The Act coined the phrase “protected characteristics”, of which there are nine: age, disability, sex, gender reassignment, pregnancy and maternity, race, sexual orientation, religion or belief, and marriage and civil partnership.
The Act codified some concepts from case law, including:
- “associative discrimination”, whereby someone with a protected characteristic can claim discrimination on the basis of an association with a disabled person (typically, a carer of a disabled individual); and
- “perceptive discrimination”, whereby someone who is perceived to have a protected characteristic can claim discrimination even when he or she does not actually have that characteristic (typically, a heterosexual person who is subjected to homophobia).
The Equality Act also clarifies when employers can ask recruits to undergo pre-employment medical checks; allows employers to take positive action towards under-represented groups; and introduced “discrimination arising from disability”, which made it easier for workers to challenge dismissals and disciplinary action for disability-related absences.
In addition, the Act paved the way for the public sector equality duty (in force from 5 April 2011), which requires public bodies to bear in mind equality of opportunity when shaping their policies.
9. Abolition of default retirement age (1 October 2011)
Following the introduction of age discrimination legislation on 1 October 2006, the next natural step in age equality was the abolition of the statutory retirement age of 65.
Before the retirement age was scrapped, employers had to follow a prescribed “duty to consider” procedure when they wished to retire an employee.
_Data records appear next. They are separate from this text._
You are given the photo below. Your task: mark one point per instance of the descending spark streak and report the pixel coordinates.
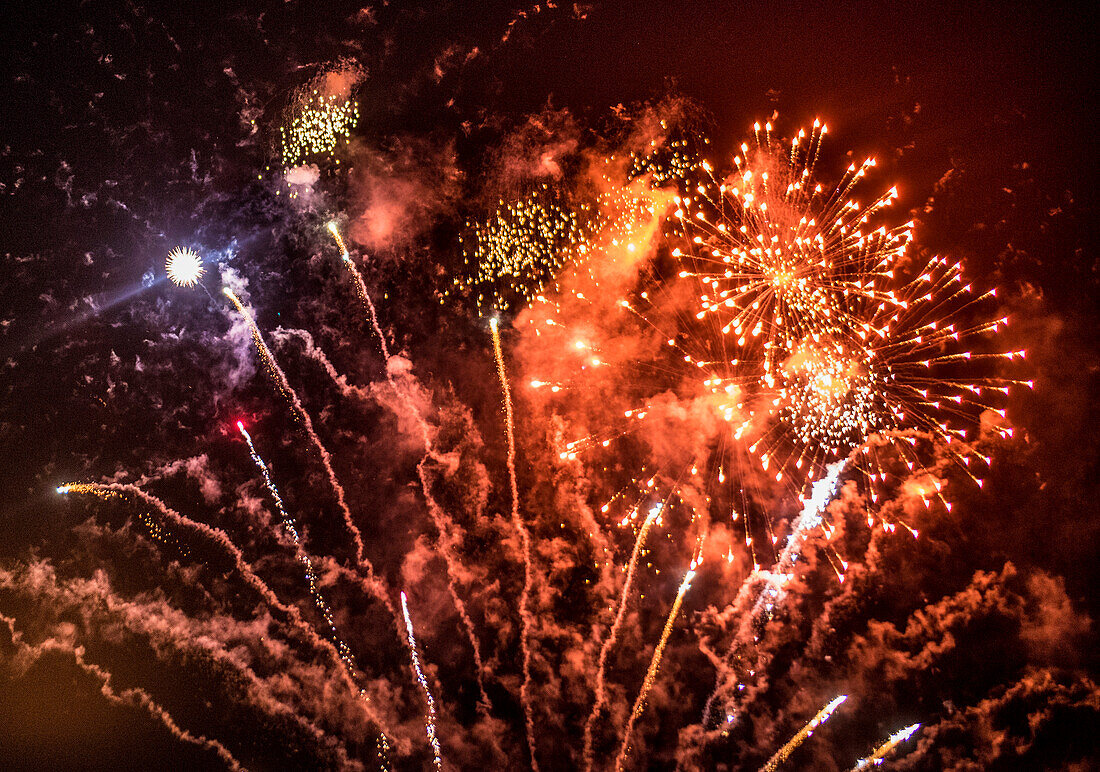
(804, 732)
(299, 410)
(430, 718)
(765, 589)
(807, 520)
(437, 513)
(525, 538)
(290, 526)
(361, 288)
(876, 758)
(639, 704)
(106, 491)
(601, 695)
In effect, this meant that employers could retire staff at 65 as long as they followed the basic steps of the procedure and were not required to give reasons for refusing to allow the employee to stay on.
While employers can retain an “employer justified retirement age” (EJRA), research has suggested that most employers did not retain a retirement age. XpertHR research from 2013 found that just four out of 138 respondent employers (3% of respondents) retained a defined, contractual retirement age.
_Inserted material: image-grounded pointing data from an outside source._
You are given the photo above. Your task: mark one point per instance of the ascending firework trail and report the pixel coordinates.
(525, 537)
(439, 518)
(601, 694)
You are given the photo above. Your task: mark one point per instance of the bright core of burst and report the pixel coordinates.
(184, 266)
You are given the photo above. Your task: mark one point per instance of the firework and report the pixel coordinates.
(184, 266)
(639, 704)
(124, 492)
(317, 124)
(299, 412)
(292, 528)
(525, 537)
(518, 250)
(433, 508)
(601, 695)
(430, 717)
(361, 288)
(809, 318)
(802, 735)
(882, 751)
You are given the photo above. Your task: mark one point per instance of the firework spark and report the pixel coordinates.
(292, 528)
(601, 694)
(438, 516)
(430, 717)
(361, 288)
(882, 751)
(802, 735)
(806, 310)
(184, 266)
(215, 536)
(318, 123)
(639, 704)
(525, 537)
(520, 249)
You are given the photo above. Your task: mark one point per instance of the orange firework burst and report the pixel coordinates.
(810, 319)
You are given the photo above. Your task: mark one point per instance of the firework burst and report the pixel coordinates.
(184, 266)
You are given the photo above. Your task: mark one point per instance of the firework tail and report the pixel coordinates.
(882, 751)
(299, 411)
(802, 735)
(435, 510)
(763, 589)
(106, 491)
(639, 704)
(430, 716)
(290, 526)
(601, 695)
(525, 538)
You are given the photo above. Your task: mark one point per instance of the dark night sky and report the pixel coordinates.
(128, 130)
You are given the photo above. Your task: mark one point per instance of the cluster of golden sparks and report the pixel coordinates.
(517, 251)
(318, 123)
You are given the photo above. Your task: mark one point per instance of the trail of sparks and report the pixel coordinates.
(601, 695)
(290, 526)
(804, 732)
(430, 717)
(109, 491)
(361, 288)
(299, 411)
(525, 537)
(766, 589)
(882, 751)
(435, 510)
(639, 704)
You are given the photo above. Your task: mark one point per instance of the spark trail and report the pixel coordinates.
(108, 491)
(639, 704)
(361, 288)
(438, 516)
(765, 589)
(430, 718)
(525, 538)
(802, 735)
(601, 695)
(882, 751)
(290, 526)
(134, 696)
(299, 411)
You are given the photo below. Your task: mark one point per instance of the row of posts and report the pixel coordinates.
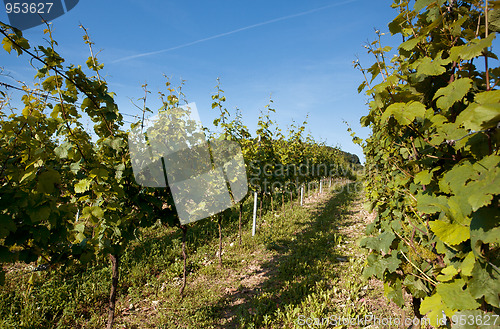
(302, 192)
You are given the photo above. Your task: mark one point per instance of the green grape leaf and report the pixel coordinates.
(47, 180)
(434, 306)
(454, 92)
(475, 319)
(382, 242)
(484, 228)
(404, 113)
(472, 49)
(447, 273)
(480, 116)
(449, 233)
(82, 186)
(468, 264)
(455, 297)
(429, 67)
(39, 214)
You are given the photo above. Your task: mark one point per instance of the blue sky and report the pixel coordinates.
(300, 52)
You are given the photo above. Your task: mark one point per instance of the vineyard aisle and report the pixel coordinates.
(302, 264)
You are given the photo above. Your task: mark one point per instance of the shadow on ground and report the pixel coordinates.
(292, 274)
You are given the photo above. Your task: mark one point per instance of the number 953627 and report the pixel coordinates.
(28, 7)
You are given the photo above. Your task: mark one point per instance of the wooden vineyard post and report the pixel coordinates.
(302, 195)
(254, 212)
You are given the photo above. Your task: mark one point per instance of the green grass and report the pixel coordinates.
(297, 264)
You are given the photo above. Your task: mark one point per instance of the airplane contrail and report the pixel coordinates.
(232, 32)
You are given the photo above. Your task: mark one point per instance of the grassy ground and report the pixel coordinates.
(303, 263)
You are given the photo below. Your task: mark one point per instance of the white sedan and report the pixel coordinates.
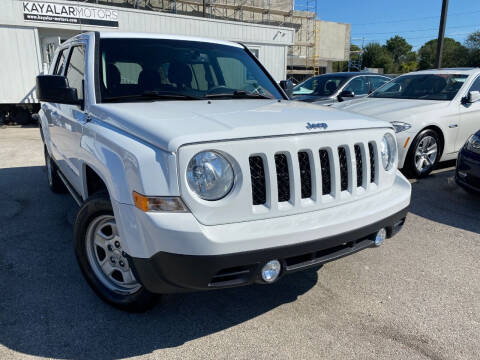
(433, 112)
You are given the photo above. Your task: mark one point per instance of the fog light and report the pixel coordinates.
(271, 270)
(380, 237)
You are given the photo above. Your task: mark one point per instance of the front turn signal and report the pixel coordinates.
(159, 203)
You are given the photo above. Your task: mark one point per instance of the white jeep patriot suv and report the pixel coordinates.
(194, 171)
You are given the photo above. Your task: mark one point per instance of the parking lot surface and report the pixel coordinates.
(416, 297)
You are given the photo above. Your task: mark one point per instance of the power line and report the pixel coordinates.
(419, 30)
(416, 37)
(415, 19)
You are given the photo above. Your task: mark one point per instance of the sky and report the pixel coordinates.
(415, 20)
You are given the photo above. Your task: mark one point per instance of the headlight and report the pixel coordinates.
(210, 175)
(400, 126)
(473, 144)
(388, 151)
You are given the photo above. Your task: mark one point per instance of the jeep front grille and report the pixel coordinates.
(325, 172)
(354, 163)
(257, 174)
(283, 177)
(342, 156)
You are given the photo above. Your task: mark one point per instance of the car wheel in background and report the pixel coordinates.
(54, 182)
(99, 252)
(424, 153)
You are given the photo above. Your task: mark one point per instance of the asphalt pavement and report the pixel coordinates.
(416, 297)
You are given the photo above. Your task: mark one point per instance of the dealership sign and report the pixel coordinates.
(69, 14)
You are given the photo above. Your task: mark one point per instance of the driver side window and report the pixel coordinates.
(234, 72)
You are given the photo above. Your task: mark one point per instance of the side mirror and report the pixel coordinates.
(473, 96)
(345, 93)
(287, 86)
(55, 89)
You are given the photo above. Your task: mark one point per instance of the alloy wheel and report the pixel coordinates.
(106, 257)
(426, 153)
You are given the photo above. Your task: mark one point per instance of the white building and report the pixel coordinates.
(30, 31)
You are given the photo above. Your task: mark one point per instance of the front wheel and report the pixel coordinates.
(424, 153)
(99, 251)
10. Tribunal fees cut claims, but prevent access to justice (29 July 2013 to 26 July 2017)
Like the short-lived statutory dispute resolution procedures, the central idea behind the introduction of a fee for bringing an employment tribunal claim was to reduce the number of spurious claims.
However, the level of fees proved to be spectacularly misjudged, with some claimants having to pay £1,200 for claims that reached a tribunal hearing.
In July 2013, there was a massive spike in tribunal cases being lodged as many claimants got their claims in just before the fees came in. This was followed by a rapid decrease in claims, with some estimates putting the overall reduction at around 70% from July 2013 to July 2017.
Since the Supreme Court ruled that the level of tribunal fees was unlawful and that they should be abolished immediately, the number of claims has increased dramatically. The Government’s statistics show that, in the first quarter after the Supreme Court ruling, single claims rose by 64%. Some other low-level claims, particularly cases of unlawful deductions from wages, have recovered even more rapidly.
It remains to be seen whether or not the current Government dare reintroduce employment tribunal fees at a lower level.